Il l'emmena dans la salle de bain où il l'installa sur la cuvette de WC, le temps de faire couler le bain. Puis, il l'aida à finir de se déshabiller, avant de l'aider à entrer dans l'eau chaude.
Buck tressaillit entre ses bras avant de se détendre.
– Tu me racontes ?
– Une voiture à flanc de falaise, soupira-t-il, en fermant les yeux. C'était pendant l'orage. Le cap m'a demandé de descendre.
– Le treuil n'aime pas trop la pluie, lâcha Eddie. Pourquoi ne pas l'avoir fait en rappel ?
– Je l'ai suggéré, admit Buck. Le cap m'a dit que remonter les blessés serait plus rapide avec le treuil.
Eddie passa un gant sur son visage pour le détendre et nettoyer le reste de boue qu'il avait dans les cheveux.
Il savait que Buck ne voulait pas prendre sa douche à la caserne, qu'il n'avait pas vraiment confiance en son équipe. Eddie avait peur qu'il ne lui dise pas tout, il avait peur que Buck subisse des intimidations de la part de son équipe en plus de son capitaine.
Il était presque sûr que le fait qu'il préfère les hommes en était la raison.
Ça le rendait dingue de le savoir au milieu d'homophobes prêt à tout pour lui faire payer d'être qui il était. Il comprenait mieux pourquoi Buck lui avait demandé de ne rien dire pour eux deux. Il avait peur que la haine de son équipe ne se reporte sur lui.
Il le protégeait.
– Et ensuite ? demanda-t-il en inspirant calmement.
– Je ne sais pas. J'étais presque arrivé à la voiture quand le treuil a déconné. J'ai chuté de trois ou quatre mètres. J'ai demandé à la radio ce qui se passait mais le Cap a dit qu'il y avait un problème avec le treuil et que je devais attendre. Le temps que je comprenne que je devais m'accrocher à la falaise, le treuil a lâché et je me souviens juste d'avoir atterri dans l'arbre, d'avoir rebondi sur au moins trois ou quatre branches avant de toucher le sol.
– Dios, tu as vraiment de la chance d'être en vie, souffla-t-il livide.
– Ce n'est pas aussi terrible que tu le penses, j'ai vécu pire que ça.
Le regard d'Eddie passa sur la cicatrice qui ornait la jambe de Buck.
Son amant n'aimait pas en parler et Eddie ignorait ce qui lui était arrivé mais il se doutait que cela devait être un horrible souvenir. Sûrement un accident très grave, s'il se fiait aux exercices qu'il faisait chaque matin, pour éviter une quelconque raideur dans son muscle.
– On fait un métier dangereux Buck, murmura-t-il en caressant ses cheveux pour qu'il le regarde dans les yeux. Tu dois pouvoir être en sécurité avec ton capitaine, pouvoir faire confiance à ton équipe...
– Je sais. C'est pour cette raison que j'ai demandé mon transfert, lui apprit-il. Le chef dit que ça va prendre plusieurs semaines avant qu'il me trouve une autre place.
– Tu lui as parlé de ce qui se passe avec Simmons ?
– Non, admit-il. J'ai juste dit que la 118 n'était pas pour moi.

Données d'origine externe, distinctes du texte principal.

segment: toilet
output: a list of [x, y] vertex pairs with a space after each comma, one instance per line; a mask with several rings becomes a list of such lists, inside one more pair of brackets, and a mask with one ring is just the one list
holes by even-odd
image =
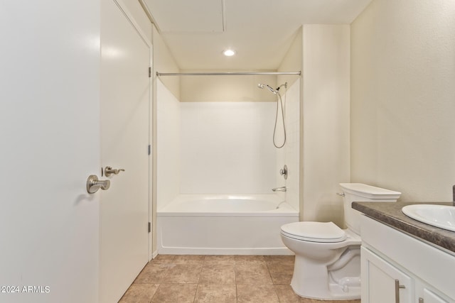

– Viens travailler avec moi !
– Ce n'est pas si simple, soupira-t-il.
– Pourquoi pas ? Il nous manque toujours un homme.
– Et Bobby Nash ne laissera personne remplacer son fils, lui rappela-t-il. Et il ne me laissera jamais revenir. Pas après m'avoir viré pendant ma période probatoire.
– C'était il y a des années, Buck, tu as grandi et les choses ont changés.

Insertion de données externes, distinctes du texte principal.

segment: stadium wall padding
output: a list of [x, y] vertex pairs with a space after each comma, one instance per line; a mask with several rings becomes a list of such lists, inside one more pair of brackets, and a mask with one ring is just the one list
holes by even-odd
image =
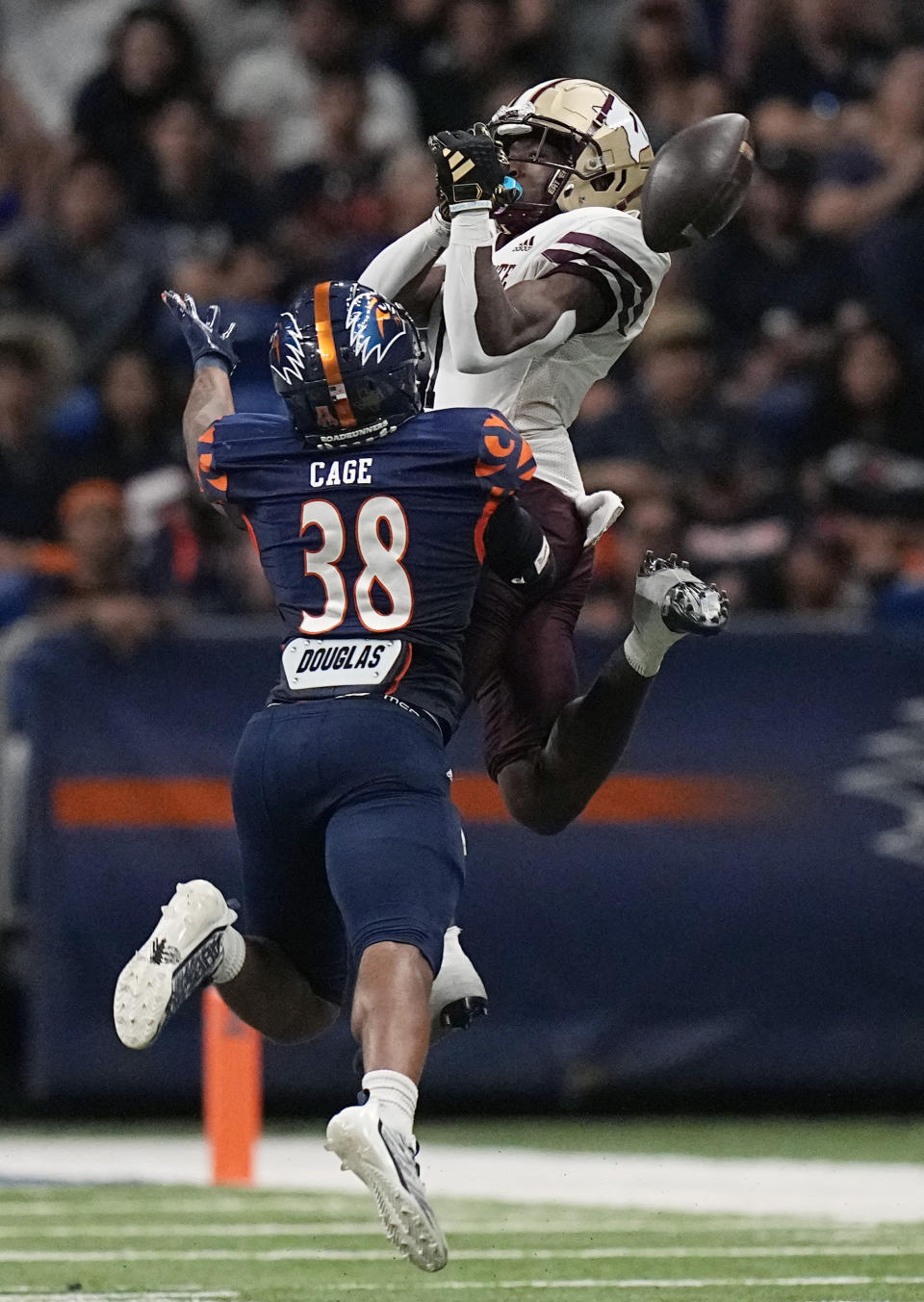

– Notre couple est aussi une raison de nous interdire de travailler ensemble.
– Personne n'est obligé de savoir. Buck, promets-moi juste d'y réfléchir. Ça pourrait être temporaire, juste le temps qu'une autre place se libère. Te savoir dans cette équipe me terrorise. Je t'en prie, penses-y !

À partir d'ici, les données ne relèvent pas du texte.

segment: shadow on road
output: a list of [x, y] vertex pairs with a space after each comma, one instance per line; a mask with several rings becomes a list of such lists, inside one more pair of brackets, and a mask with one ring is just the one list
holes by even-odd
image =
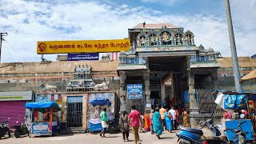
[[162, 137], [162, 138], [161, 138], [161, 139], [173, 139], [173, 138], [170, 138], [170, 137]]
[[119, 138], [120, 136], [108, 136], [107, 138]]

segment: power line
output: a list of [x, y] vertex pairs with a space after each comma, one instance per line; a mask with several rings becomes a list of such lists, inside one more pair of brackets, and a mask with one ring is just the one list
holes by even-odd
[[1, 63], [1, 51], [2, 51], [2, 41], [6, 41], [3, 37], [7, 36], [7, 33], [0, 33], [0, 63]]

– D'accord, souffla-t-il résigné. Je vais y réfléchir. Et toi ? Pourquoi tu ne dormais pas ?
– Je t'attendais, admit Eddie.
– Pourquoi ? Qu'est-ce qui se passe ?
– Ça peut attendre Buck. Pour le moment le seul pour lequel tu dois t'inquiéter, c'est toi.
– J'ai promis d'y réfléchir et je suis trop fatigué pour le faire maintenant. Donc nous avons le temps de régler ton problème.
– J'ai peur que ça soit un peu trop compliqué pour être réglé en deux minutes.
– Je t'écoute, insista Buck.
– D'accord, je... j'ai rencontré le petit-fils de Bobby aujourd'hui.
– Christopher, lui sourit-il. Ce gamin est génial.
– Il l'est, confirma Eddie. On a discuté quelques minutes et puis j'ai vu par hasard une photo de sa mère et c'était Shannon. C'était mon ex-femme.